Chegava a noite e então o Alferes escolhia um local para pernoitarmos, e eu não concordando com ele dizia-lhe:
- Meu Alferes, não viu aquele pessoal todo em fila para serem atendidos?... Pois tenho a certeza que muitos dos homens que lá estavam não era doentes e até eram bem possantes, mas estavam lá apenas para espiarem, basta olhar para as Tabancas e ver que eles nos seguiam na direção que levávamos.
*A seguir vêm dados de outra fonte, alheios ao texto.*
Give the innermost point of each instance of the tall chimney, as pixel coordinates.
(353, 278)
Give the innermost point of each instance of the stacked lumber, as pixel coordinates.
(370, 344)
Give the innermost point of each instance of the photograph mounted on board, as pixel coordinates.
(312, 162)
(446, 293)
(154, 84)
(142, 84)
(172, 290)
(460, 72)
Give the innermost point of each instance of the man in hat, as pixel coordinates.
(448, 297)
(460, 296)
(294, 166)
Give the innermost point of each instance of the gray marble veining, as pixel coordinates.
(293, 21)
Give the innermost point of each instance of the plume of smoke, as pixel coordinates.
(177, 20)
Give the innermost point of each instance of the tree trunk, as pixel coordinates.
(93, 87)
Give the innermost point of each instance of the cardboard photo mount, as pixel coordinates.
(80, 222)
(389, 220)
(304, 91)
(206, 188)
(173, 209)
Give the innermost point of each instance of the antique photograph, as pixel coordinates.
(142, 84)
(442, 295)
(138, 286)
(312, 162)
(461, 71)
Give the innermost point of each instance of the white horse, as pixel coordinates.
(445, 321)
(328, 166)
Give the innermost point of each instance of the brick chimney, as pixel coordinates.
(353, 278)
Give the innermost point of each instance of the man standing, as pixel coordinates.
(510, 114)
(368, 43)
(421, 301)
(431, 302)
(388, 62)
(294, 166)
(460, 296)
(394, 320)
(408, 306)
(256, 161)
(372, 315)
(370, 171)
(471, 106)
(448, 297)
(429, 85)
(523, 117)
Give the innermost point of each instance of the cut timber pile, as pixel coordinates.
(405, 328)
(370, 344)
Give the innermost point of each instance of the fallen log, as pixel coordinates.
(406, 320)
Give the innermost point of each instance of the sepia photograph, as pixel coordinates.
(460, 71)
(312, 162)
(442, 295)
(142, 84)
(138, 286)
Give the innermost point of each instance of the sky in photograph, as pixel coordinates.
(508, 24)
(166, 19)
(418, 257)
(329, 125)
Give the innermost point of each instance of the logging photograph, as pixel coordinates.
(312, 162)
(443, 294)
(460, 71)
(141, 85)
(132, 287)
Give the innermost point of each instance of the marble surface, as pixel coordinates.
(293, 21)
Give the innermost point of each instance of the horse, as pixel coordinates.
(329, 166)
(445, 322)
Ele, o Alferes ao princípio não estava muito de acordo mas depois percebeu, quando eu lhe disse que tinha estado no norte de Angola quando se deram os massacres [de 1961], e que tinha alguma vivência de África. Disse-lhe ainda que eles nos viram seguir aquela direção e o melhor que devíamos fazer era, no cair da noite, seguir outro itinerário para pernoitarmos e assim foi.
Passamos então a noite entre arbustos e arvoredo, e manhã cedo levantamos sem que tivesse havido qualquer tipo de problema. Seguimos o itinerário que havíamos deixado no dia de trás, e cerca de 2 quilómetros e já perto do rio, encontramos na picada algumas munições e as marcas na terra ainda frescas do calçado que eles usavam.
Aí o Alferes com um bom abraço agradeceu-me por o ter convencido a ter mudado o rumo, e a partir daquele dia sempre que saíam do quartel em serviço eu era requisitado à CCS para sair com eles.